Part of the debate – in the Senedd at 5:21 pm on 3 May 2017.
I think, like many Members in the Assembly today, I’ve found UKIP’s position here a rather strange one. It is a sort of mix of damning with faint praise or distorting the picture rather dramatically. They can’t quite agree as to whether the Welsh contribution to emissions is 0.04 per cent or 0.005 per cent. But, of course, the real issue is that, in terms of what our emissions are, they are higher than the UK average because of our steel industry. They are higher than the European average, and we have to do our bit here as part of a co-ordinated international response, which of course we signed up to. We do our bit, expecting our partners around the world to do their bit. But, obviously, this is not the approach that UKIP takes. And I have to say that the amount of carbon that’s gone into the atmosphere since the second world war and the age of oil and, it has to be said, through globalisation spreading economic prosperity, is far vaster than in the period between 1910 and 1940. So, you know, I think we do need to root ourselves in some fairly solid facts.

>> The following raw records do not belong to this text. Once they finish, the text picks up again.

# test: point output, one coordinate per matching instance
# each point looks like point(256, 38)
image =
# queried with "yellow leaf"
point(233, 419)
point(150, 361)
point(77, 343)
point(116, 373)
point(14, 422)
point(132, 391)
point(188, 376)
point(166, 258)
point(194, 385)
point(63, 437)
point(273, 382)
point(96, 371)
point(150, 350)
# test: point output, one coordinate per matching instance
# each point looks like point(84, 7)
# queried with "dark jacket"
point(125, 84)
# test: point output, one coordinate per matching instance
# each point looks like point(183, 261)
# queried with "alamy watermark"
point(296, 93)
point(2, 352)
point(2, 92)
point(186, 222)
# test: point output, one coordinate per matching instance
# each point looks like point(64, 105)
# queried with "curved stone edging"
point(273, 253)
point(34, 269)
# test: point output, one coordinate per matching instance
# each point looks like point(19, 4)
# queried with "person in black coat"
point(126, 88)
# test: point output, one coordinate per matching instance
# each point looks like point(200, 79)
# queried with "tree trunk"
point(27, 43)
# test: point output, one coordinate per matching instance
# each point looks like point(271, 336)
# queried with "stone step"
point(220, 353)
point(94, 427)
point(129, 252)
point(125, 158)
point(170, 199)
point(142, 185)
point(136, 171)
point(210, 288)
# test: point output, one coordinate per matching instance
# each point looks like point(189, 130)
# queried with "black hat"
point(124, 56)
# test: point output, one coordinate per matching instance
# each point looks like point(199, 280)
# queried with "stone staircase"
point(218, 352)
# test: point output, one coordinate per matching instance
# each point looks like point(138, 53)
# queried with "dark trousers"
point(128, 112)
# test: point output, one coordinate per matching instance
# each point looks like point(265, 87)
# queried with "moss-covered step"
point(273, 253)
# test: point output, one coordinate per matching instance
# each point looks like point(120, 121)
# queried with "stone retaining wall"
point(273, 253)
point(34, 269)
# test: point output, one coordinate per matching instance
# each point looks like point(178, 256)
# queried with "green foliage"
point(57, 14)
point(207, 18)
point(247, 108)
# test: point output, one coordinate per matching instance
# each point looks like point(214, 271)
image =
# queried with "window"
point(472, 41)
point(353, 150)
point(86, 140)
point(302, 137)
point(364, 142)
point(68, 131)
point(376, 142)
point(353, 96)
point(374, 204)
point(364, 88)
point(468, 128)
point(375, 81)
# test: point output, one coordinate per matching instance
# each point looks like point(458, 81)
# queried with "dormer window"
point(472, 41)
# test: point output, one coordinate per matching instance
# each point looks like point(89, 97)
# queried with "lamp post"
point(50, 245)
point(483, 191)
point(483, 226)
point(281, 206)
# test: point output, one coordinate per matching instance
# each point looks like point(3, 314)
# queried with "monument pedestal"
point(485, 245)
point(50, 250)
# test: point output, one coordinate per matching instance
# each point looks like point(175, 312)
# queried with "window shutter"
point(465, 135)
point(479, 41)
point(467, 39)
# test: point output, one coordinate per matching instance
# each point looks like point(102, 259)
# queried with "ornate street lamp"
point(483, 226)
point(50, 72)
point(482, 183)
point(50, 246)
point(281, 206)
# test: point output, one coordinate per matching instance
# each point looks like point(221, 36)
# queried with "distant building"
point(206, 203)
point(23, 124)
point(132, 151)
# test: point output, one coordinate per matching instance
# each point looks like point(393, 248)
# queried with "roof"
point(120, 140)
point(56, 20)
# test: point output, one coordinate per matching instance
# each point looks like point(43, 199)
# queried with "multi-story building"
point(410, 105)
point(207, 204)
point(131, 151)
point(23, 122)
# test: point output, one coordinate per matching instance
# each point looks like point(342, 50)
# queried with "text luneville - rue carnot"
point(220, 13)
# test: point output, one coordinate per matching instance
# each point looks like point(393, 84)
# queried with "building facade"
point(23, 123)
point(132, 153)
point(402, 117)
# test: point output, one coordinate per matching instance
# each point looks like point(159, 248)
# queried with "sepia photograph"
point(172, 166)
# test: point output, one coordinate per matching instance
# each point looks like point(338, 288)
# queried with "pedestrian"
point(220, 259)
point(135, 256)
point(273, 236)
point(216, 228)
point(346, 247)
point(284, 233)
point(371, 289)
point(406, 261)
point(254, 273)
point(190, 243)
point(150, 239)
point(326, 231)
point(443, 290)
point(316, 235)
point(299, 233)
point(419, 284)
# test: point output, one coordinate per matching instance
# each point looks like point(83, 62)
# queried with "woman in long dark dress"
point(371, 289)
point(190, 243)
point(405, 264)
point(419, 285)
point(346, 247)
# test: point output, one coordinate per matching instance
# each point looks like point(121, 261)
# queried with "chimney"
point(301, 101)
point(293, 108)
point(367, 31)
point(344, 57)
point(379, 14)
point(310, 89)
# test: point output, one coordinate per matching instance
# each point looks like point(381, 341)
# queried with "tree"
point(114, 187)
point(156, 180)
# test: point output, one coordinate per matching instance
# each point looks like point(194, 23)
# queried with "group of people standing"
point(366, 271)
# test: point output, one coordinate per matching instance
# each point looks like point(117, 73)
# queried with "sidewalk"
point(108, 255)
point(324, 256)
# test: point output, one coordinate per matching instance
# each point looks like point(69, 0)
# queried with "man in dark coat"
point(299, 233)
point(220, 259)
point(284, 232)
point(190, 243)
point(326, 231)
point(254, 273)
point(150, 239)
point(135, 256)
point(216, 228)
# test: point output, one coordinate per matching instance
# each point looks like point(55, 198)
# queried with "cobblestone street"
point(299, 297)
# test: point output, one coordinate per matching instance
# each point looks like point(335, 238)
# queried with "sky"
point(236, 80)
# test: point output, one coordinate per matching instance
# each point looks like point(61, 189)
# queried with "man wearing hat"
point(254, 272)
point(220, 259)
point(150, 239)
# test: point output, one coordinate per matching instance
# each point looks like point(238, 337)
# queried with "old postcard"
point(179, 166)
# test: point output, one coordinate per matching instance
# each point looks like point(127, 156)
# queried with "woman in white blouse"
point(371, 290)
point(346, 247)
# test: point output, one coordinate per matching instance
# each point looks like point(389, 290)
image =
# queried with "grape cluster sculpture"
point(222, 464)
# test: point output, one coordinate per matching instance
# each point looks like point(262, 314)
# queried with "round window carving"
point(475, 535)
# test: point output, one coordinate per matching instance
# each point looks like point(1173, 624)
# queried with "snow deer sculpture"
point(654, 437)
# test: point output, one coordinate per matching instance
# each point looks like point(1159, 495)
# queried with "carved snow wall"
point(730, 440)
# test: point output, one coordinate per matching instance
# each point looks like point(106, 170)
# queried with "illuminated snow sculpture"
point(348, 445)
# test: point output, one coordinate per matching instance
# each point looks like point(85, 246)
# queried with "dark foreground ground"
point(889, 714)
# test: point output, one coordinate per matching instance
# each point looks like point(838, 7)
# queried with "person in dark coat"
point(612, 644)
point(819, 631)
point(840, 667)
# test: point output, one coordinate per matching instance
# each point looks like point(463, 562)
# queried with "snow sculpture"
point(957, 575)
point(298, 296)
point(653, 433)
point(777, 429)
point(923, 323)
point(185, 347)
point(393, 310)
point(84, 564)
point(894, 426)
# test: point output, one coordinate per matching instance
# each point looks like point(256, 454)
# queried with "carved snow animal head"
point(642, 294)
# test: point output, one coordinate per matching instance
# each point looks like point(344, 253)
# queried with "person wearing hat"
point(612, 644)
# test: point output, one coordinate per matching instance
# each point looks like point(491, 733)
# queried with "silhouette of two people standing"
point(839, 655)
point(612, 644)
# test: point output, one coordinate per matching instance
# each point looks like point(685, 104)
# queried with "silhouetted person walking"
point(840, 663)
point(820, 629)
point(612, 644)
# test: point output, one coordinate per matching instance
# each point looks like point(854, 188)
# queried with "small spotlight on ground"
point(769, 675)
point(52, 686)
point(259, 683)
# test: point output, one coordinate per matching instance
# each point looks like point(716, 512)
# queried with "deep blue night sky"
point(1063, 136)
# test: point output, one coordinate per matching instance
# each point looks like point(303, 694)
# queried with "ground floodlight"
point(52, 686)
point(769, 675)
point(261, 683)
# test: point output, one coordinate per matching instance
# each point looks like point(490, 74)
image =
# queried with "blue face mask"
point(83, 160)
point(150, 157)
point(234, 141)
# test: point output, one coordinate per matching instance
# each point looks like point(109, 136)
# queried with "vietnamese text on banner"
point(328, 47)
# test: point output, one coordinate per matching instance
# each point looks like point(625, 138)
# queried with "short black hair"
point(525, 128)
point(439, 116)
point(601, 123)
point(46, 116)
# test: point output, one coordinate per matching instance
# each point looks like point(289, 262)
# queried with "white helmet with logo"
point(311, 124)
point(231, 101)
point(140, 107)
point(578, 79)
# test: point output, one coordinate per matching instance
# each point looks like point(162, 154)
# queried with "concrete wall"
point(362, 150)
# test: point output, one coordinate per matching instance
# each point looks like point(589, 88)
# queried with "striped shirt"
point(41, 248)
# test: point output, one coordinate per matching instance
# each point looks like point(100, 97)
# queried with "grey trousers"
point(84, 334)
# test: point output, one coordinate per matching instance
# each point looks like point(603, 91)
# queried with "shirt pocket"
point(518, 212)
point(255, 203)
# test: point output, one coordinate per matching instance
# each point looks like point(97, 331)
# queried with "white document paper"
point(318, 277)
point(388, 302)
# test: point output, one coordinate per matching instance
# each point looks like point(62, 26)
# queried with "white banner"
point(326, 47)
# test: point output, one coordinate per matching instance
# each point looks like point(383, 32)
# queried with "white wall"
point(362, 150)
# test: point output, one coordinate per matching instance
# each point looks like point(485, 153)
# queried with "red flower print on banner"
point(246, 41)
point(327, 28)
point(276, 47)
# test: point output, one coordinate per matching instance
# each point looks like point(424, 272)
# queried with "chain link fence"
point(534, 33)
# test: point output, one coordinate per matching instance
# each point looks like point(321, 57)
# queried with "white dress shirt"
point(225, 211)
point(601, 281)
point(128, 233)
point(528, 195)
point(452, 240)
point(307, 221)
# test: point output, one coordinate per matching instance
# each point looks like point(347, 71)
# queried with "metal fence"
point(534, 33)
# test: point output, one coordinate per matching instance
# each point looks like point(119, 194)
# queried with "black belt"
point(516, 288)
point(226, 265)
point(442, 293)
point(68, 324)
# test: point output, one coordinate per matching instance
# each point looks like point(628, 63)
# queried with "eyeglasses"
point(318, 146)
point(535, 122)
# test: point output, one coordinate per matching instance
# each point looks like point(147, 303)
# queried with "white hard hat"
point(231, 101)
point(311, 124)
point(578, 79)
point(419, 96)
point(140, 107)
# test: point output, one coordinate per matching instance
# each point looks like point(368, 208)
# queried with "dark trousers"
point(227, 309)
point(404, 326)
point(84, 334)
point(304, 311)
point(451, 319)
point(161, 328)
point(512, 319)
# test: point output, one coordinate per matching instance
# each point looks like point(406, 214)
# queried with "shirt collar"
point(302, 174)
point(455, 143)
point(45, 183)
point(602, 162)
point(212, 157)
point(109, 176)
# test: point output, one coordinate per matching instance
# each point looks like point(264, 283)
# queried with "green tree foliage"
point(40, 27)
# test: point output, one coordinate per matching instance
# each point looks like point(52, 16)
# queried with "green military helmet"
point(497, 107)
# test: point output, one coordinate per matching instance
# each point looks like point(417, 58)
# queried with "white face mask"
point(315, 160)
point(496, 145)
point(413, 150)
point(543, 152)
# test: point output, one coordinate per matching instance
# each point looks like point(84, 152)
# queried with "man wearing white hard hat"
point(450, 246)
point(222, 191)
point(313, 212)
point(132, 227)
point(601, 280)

But, you know, there's a whole issue here—which is important—about the visual effect on our environment of any new development. But I have to say, you know, the age of heavy industry in terms of the disfigurement that created is out-of-mind greater than what we now have with renewable sources of energy. That doesn't mean to say we should be casual about where they are deployed and that we should not take into account their impact on the environment.